Businesses waited three weeks on average after discovery to report a
breach to the ICO, while the worst offending organisation waited 142
days. The data showed that less than a quarter of businesses would be
compliant with current GDPR requirements, which demand that
organisations report a breach within 72 hours of discovery.
However, the data revealed that financial services and legal firms
were far better at identifying and reporting breaches than general
businesses, which is likely due to increased regulatory awareness and
the highly sensitive nature of data processed in these industries.
On average, financial services firms took 37 days to identify a
breach, legal firms took 25 days, while companies classified as
“general business” took 138 days. Financial services (16 days) and
legal firms (20 days) were also quicker to disclose breaches to the
ICO than general businesses (27 days).
“Data breaches are now an operational reality, but detection and
response continue to pose a massive challenge to businesses,” said
Mark Nicholls, director of cyber security at Redscan. “Most companies
don’t have the skills, technology or procedures in place to detect
breaches when they happen, nor report them in sufficient detail to the
ICO. This was a problem before the GDPR and is an even bigger problem
now reporting requirements are stricter.”
The data showed the 91% of reports to the ICO failed to include
important information such as the impact of the breach, recovery
process and dates. More than nine out of 10 companies (93%) did not
specify the impact of the breach, or did not know the impact at the
time it was reported, while 21% did not report a breach incident date
to the ICO, suggesting they either lacked awareness of or knowingly
withheld this important information. A further 25% also failed to
report a breach discovery date.
“The fact that so many businesses failed to provide critical details
in their initial reports to the ICO says a lot about their ability to
pinpoint when attacks occurred and promptly investigate the impact of
compromises,” said Nicholls.
“Without the appropriate controls and procedures in place, identifying
a breach can be like finding a needle in a haystack. Attacks are
getting more and more sophisticated and, in many cases, companies
don’t even know they’ve been hit.”
“In general, firms operating across the financial and legal sectors
are among those better prepared to manage data breaches. The fact that
even businesses in these high-value sectors were taking two to three
weeks to divulge incidents is a key reason why the reporting rules
have since been tightened.”
Hackers target businesses at the weekend
The FoI data also revealed hackers disproportionately targeted
businesses at the weekend, while many reports (48%) would be issued to
the ICO on a Thursday or Friday.
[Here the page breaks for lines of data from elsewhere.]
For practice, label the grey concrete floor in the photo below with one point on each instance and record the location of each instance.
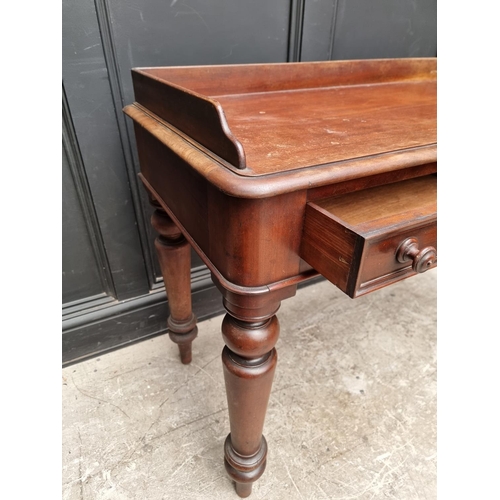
(352, 413)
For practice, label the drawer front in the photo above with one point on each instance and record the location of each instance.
(379, 265)
(369, 239)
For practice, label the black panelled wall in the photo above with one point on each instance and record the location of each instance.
(112, 286)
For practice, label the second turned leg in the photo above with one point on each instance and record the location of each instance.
(249, 361)
(174, 255)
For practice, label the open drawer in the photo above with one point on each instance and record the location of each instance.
(364, 240)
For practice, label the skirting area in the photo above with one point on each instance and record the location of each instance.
(352, 413)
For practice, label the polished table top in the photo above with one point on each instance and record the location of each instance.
(276, 173)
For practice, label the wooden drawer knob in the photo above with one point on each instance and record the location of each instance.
(422, 259)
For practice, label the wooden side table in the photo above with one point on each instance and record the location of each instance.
(274, 174)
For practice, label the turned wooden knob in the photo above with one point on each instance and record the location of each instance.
(422, 260)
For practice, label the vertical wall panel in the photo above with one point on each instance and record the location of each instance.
(90, 101)
(385, 28)
(80, 270)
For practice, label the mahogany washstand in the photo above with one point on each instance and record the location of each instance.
(274, 174)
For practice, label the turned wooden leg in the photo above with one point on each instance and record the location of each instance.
(249, 361)
(174, 255)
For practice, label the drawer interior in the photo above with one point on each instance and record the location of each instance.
(353, 239)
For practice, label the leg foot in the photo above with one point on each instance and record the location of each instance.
(249, 360)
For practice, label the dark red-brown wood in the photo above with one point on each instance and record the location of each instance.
(276, 172)
(174, 255)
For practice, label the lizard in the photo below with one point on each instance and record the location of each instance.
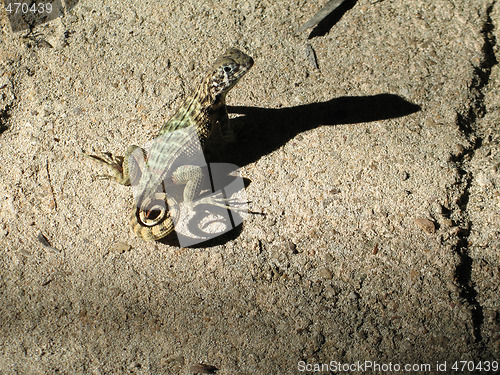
(178, 140)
Saturday was the most common day for
businesses to fall victim to a data breach, accounting for more than a
quarter of incidents.
“Detecting and responding to breaches is now a 24/7 effort,” said
Nicholls. “Many organisations lack the technology and expertise they
need, which is compounded by a global cyber security skills shortage.
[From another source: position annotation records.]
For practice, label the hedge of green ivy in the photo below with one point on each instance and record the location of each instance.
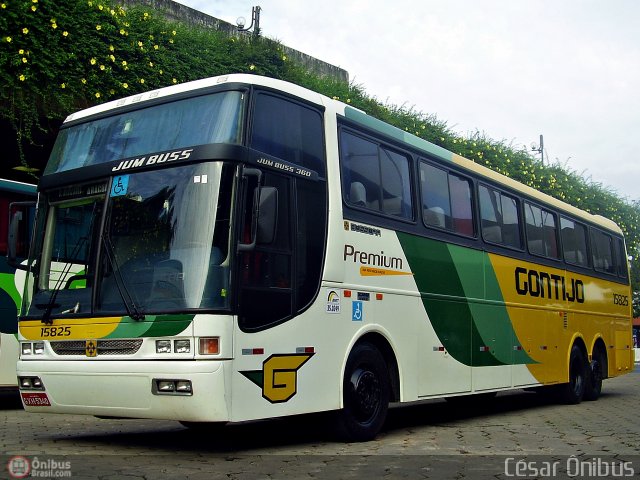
(57, 57)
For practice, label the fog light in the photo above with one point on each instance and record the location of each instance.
(30, 383)
(166, 386)
(209, 346)
(182, 346)
(183, 386)
(163, 346)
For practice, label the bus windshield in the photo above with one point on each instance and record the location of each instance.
(163, 248)
(207, 119)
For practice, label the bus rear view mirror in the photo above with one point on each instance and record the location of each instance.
(21, 216)
(267, 215)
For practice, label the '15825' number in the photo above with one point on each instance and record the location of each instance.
(55, 331)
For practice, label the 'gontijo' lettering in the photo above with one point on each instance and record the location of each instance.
(548, 285)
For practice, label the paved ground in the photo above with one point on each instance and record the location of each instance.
(516, 435)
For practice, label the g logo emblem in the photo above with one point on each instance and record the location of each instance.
(91, 348)
(279, 376)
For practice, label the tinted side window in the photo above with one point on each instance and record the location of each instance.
(541, 231)
(289, 131)
(446, 200)
(621, 258)
(375, 177)
(574, 242)
(500, 218)
(602, 246)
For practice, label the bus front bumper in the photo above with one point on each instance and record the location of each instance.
(135, 389)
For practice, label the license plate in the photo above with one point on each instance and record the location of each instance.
(35, 399)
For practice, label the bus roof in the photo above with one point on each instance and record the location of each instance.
(17, 187)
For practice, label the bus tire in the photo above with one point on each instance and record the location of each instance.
(595, 375)
(572, 392)
(366, 393)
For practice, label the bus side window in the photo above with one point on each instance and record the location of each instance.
(500, 218)
(375, 177)
(288, 130)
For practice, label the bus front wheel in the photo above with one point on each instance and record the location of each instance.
(366, 393)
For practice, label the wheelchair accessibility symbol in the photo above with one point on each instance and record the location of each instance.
(356, 311)
(120, 186)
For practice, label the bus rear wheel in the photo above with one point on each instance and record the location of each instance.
(573, 392)
(595, 375)
(366, 393)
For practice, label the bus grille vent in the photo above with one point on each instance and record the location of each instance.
(105, 347)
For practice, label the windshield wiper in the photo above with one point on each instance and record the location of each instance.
(51, 304)
(132, 309)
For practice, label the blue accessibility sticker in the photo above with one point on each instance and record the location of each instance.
(356, 311)
(120, 185)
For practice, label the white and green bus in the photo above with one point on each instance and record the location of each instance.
(241, 248)
(12, 281)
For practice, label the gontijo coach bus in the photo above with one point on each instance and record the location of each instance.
(240, 248)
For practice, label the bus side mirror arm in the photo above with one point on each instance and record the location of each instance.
(255, 207)
(16, 210)
(268, 214)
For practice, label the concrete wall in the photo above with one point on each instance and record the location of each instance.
(177, 12)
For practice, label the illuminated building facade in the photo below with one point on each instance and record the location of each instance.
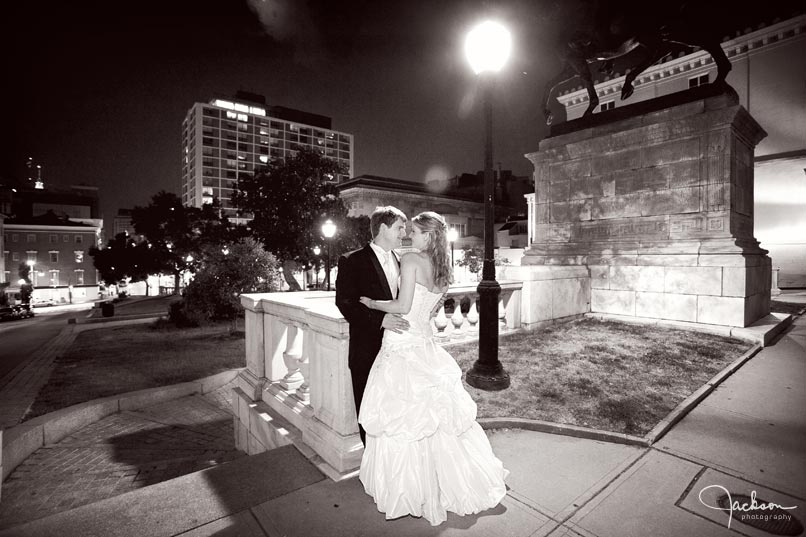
(228, 137)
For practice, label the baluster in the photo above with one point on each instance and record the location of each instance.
(304, 391)
(473, 314)
(292, 355)
(457, 320)
(441, 321)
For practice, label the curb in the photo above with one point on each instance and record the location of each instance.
(20, 441)
(105, 320)
(563, 429)
(695, 398)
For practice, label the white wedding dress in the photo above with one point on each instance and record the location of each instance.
(425, 453)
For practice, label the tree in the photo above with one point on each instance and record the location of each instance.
(244, 267)
(289, 200)
(124, 258)
(178, 236)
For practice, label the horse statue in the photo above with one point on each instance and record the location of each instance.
(606, 31)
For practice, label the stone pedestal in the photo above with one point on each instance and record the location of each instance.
(657, 205)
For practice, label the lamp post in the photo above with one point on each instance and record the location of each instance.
(32, 272)
(316, 252)
(328, 230)
(487, 48)
(452, 236)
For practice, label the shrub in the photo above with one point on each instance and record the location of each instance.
(214, 294)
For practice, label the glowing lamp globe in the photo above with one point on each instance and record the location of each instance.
(487, 47)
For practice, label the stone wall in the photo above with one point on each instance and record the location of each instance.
(657, 205)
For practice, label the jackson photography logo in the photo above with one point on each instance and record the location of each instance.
(767, 516)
Resources are stretched even further at weekends, when many IT teams
are off-duty – exactly why hackers chose to target businesses out of
“It’s also interesting to note that nearly half of reports to the ICO
were submitted on a Thursday or a Friday, good days to bury bad news.
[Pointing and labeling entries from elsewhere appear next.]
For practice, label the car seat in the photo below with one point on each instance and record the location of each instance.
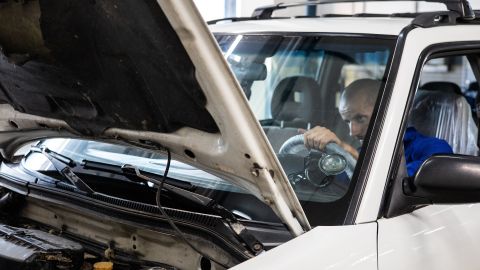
(440, 111)
(293, 101)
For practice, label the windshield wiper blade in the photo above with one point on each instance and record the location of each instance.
(130, 174)
(240, 230)
(63, 165)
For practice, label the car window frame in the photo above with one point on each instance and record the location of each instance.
(392, 195)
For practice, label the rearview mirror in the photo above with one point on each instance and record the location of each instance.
(446, 179)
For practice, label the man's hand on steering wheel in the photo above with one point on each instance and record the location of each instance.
(318, 137)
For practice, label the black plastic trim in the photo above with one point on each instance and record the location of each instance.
(145, 215)
(373, 135)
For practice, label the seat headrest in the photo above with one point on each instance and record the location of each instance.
(294, 99)
(442, 87)
(473, 86)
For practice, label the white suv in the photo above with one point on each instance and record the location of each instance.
(293, 71)
(133, 138)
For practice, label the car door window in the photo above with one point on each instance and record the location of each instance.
(442, 119)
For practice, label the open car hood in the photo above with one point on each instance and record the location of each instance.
(144, 72)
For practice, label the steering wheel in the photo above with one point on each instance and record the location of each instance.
(332, 160)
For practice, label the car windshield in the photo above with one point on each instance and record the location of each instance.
(293, 84)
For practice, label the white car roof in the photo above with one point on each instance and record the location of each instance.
(354, 25)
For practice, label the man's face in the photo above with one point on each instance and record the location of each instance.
(356, 112)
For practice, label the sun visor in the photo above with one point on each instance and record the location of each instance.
(99, 64)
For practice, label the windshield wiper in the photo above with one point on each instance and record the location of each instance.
(240, 230)
(63, 165)
(130, 174)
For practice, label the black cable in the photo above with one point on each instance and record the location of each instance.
(170, 221)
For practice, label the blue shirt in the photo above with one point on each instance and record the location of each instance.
(418, 148)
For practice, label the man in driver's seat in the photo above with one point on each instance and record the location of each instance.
(356, 107)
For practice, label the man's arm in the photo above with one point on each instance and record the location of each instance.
(318, 137)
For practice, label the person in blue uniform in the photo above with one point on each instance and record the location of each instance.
(356, 107)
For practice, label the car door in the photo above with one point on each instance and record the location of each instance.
(432, 236)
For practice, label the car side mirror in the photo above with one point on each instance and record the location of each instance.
(446, 179)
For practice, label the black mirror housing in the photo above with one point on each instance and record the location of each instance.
(446, 179)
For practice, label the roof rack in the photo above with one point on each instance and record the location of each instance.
(462, 7)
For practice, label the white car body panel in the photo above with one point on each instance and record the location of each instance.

This might be overly cynical, but I suspect that in many cases, breach
disclosure on these days may have a deliberate tactic to minimise
Commenting on whether the full implementation of the GDPR has had a
positive effect on organisations’ ability to manage data breaches,
Nicholls said it would be optimistic to think that businesses were
better at preventing and detecting data breaches since the
introduction of the GDPR.
“Despite the prospect of a larger penalty, many are still struggling
to understand and implement the solutions they need to achieve
compliance,” he said.
An ICO spokesperson said that since the full implementation of the
GDPR on 25 May 2018, there have been more data breach reports because
the law requires it in high risk cases.
Noting that prior to this date that only telecoms companies were
required by law to report data breaches, the spokesperson said the ICO
has since received more than 11,000 data breach reports.
“This is not just an administrative task. It speaks to accountability
– a cornerstone of the GDPR. Only by having strong data governance
will organisations be able to properly report the details of a breach
to us within 72 hours.
“Data breach reporting will encourage companies to invest in better
security and data governance,” the spokesperson said.